# Critical field for a type I superconductor

1. Sep 19, 2010

### quasar_4

1. The problem statement, all variables and given/known data

Consider a type I superconducting material with a parabolic coexistence curve separating the uniform superconducting and normal phases. H is the external magnetic field and T is temperature. Ignore the tiny magnetization of the normal phase. The critical field is
Hc = H0 +a*T + b*T^2.

a) Why must the coefficient a =0?
b) Find the latent heat per unit volume as a function of T along the coexistence curve
c) Calculate the discontinuity in the specific heat per unit volume at constant H along the coexistence curve

2. Relevant equations

Hc = H0 +a*T + b*T^2

3. The attempt at a solution

I'm mostly at a loss on this one. I know that with a type I superconductor, the Meissner effect vanishes instantly if the external magnetic field exceeds this critical field, Hc, but I have no idea why that means the coefficient a has to vanish. Is it just that we want the vertex of the parabola to lie on the field axis?

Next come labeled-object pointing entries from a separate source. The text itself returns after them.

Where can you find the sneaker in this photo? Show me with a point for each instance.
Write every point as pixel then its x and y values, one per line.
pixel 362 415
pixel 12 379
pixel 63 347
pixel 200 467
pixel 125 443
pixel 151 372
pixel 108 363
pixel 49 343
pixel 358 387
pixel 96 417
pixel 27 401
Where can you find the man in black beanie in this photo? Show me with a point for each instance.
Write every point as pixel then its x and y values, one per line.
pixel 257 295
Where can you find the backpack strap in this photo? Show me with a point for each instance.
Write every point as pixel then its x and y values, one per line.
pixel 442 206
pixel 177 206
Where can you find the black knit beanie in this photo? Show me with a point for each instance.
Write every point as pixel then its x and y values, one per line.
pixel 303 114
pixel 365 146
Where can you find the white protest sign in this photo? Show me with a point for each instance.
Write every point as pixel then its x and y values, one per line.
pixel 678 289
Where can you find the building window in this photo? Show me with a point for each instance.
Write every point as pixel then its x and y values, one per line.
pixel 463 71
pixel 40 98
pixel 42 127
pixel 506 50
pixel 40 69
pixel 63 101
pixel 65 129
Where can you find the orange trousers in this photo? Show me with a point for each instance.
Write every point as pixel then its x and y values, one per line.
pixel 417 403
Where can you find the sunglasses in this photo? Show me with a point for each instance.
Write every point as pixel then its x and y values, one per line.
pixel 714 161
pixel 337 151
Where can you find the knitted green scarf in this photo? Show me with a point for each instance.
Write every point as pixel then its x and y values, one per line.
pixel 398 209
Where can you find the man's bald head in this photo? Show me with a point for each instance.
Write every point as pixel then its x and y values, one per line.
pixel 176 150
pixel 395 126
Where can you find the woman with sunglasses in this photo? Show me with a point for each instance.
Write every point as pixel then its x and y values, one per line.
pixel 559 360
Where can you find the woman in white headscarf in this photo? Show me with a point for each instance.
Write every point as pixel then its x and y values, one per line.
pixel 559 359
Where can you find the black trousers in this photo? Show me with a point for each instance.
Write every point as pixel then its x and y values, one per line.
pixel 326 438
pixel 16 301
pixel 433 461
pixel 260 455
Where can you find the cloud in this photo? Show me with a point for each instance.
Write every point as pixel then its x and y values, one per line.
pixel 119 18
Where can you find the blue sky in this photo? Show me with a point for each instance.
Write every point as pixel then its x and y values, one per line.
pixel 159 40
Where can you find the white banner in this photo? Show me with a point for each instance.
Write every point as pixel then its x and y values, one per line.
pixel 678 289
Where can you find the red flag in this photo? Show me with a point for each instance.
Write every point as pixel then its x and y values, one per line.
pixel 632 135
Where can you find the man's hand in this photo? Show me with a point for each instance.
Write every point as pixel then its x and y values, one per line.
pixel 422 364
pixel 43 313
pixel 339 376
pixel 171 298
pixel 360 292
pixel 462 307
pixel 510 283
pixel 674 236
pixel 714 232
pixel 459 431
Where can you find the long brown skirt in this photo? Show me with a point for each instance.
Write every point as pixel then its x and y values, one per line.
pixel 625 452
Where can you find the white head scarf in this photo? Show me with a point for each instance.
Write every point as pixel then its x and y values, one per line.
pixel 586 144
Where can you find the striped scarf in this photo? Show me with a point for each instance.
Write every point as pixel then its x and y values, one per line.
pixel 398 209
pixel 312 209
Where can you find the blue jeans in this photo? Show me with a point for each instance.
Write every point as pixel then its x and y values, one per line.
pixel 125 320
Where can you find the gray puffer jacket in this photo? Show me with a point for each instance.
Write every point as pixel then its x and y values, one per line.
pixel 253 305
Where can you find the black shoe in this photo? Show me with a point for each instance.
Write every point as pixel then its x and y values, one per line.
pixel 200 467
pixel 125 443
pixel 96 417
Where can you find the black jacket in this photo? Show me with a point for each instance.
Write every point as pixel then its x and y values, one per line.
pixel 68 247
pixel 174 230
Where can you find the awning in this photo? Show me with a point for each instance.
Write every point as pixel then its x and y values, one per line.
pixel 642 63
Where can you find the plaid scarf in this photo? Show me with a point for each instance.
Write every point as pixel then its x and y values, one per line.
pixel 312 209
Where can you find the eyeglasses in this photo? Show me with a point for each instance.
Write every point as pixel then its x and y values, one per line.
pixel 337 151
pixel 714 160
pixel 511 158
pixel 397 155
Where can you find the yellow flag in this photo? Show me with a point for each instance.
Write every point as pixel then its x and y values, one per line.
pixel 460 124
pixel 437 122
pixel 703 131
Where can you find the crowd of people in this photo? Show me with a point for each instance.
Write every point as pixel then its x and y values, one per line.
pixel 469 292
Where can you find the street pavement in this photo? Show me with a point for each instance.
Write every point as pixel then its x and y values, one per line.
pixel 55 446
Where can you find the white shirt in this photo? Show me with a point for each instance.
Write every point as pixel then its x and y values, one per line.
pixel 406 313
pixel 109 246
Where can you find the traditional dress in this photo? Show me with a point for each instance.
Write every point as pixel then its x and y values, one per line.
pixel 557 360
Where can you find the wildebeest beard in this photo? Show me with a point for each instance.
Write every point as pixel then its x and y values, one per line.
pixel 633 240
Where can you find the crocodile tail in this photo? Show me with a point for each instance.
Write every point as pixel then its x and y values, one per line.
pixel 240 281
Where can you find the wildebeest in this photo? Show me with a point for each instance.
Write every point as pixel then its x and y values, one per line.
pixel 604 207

I'm guessing that for part b I want to use the Clausius-Clapeyron relation, but not sure... and as for c I'm afraid I can't say much until I do a and b. Any hints? Any good references that actually discuss this? This is supposed to be part of "thermodynamics review" from undergrad days, but my undergrad text says almost nothing about superconductors, so it's not helping too much.